Application note

Using evaporation to create hydrophobic coating

with mass flow instruments

Empa, one of our European research customers, uses a Bronkhorst evaporation system named CEM (Controlled Evaporation & Mixing) in their quest to develop hydrophobic coatings for water-repellent fabric. Empa, a Swiss Federal Laboratory for Materials Science and Technology and a part of the ETH Domain, employs a CEM system comprising a liquid mass flow meter and a gas mass flow controller. This system actively evaporates silicon organic HMDSO. Empa uses plasma polymerisation to deposit thin (nanoscale) layers on top of fabrics and fibers. In this process flow controllers add the polymer precursors.

Check out the Bronkhorst solution
Hydrophobic coating created with evaporation

Application requirements

In the low-pressure (0.1 mbar) plasma polymerization process at Empa, the plasma actively evaporates and activates the liquid silicon-organic compound hexamethyldisiloxane (HMDSO - C6H18OSi2). The primary objective is to polymerize and deposit the resulting vapor onto the surface of the fiber, creating a hydrophobic coating. To achieve a stable and consistent flow of the polymer precursor vapor, precise control is required for both the liquid HMDSO flow and the carrier gas flow. The HMDSO vapor is introduced into the plasma chamber at defined flow rates, where higher rates facilitate rapid deposition and processing.

Important topics

  • Accurately controlled gas/liquid mixture
  • Stable vapor flow
  • Low to high vapour flow rates

Process solution

The Bronkhorst CEM evaporation system evaporates silicon organic HMDSO (hexamethyldisiloxane). In this process, the system draws liquid HMDSO from a container at room temperature and measures it using a liquid mass flow meter (mini CORI-FLOW series). Next, it combines the liquid HMDSO with argon carrier gas from a thermal mass flow controller (EL-FLOW Select series) and vaporizes it within a heat exchanger for precise heating control. The heat-induced vapor flow is then introduced into the plasma reaction chamber, which operates at 0.1 mbar absolute pressure. The entire evaporation process is controlled by a PLC system.

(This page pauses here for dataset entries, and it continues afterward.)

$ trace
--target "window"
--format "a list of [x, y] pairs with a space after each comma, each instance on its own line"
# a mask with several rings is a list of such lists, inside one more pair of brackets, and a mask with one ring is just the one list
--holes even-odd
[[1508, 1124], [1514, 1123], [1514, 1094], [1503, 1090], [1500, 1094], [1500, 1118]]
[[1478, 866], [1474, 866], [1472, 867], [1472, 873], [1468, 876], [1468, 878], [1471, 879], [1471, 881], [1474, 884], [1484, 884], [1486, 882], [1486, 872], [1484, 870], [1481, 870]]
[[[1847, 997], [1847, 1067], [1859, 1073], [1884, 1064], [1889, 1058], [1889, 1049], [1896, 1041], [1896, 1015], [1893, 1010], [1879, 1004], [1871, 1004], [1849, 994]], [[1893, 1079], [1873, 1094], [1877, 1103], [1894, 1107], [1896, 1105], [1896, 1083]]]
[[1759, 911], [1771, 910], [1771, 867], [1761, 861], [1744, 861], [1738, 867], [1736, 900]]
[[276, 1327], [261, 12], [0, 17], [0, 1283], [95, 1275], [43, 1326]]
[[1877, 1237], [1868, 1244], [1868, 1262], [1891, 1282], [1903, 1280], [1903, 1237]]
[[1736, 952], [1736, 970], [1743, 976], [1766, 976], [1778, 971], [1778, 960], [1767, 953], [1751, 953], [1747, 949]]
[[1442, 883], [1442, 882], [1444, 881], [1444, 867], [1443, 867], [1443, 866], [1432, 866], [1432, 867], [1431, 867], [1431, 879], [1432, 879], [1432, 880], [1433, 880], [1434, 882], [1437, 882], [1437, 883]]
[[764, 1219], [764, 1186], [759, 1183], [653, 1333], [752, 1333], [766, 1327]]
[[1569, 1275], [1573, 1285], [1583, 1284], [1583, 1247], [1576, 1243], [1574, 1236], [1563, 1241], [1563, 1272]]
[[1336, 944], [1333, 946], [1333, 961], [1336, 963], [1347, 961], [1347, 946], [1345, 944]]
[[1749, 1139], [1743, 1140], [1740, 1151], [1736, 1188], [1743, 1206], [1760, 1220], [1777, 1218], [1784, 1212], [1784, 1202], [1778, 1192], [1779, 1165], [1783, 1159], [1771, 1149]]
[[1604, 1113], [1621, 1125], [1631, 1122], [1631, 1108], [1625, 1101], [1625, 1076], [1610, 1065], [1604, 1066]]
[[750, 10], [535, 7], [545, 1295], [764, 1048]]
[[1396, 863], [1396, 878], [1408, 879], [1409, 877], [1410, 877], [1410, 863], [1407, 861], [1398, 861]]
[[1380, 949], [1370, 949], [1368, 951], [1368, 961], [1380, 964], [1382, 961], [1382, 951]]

By employing this configuration, HMDSO can be evaporated within a broad range of 1 to 30 grams per hour. The findings demonstrate the generation of vapor flows in a stable, precise, consistent, and effectively regulated manner.


Flow scheme showing CEM evaporation system
Flow scheme showing CEM evaporation system
Coater at Empa

Software used in this evaporation process

The evaporation process in this configuration uses LabVIEW software for simple and efficient visualization. In fact, a CEM vapor module has been specially designed for Bronkhorst instruments, enabling easy retrieval of measurement and control parameters, in the same way for all instruments in the Bronkhorst range.

Benefits gained using CEM evaporation system

With the CEM system, Empa achieves a higher gas yield of 50 ml/min compared to the previous bubbler system, which only allowed 4-5 ml/min of gas flow. Additionally, the flow of HMDSO liquid has been increased. Empa's goal is to scale up the process from the laboratory scale to an industrial scale.

The CEM system currently used at Empa is portable and compact. This mobile setup, resembling a small office table on wheels, enables easy movement between laboratories. The compactness of the Bronkhorst devices further enhances the flexibility of engineered flow solutions.

The HMDSO setup enables the deposition of polysiloxane coatings at low temperatures, making it suitable for coating textile fibers that cannot withstand high temperatures. Empa's efforts to conduct plasma polymerization at low pressure aim to increase production yield by facilitating heterogeneous deposition on the fiber's surface and reducing the amount of chemicals involved.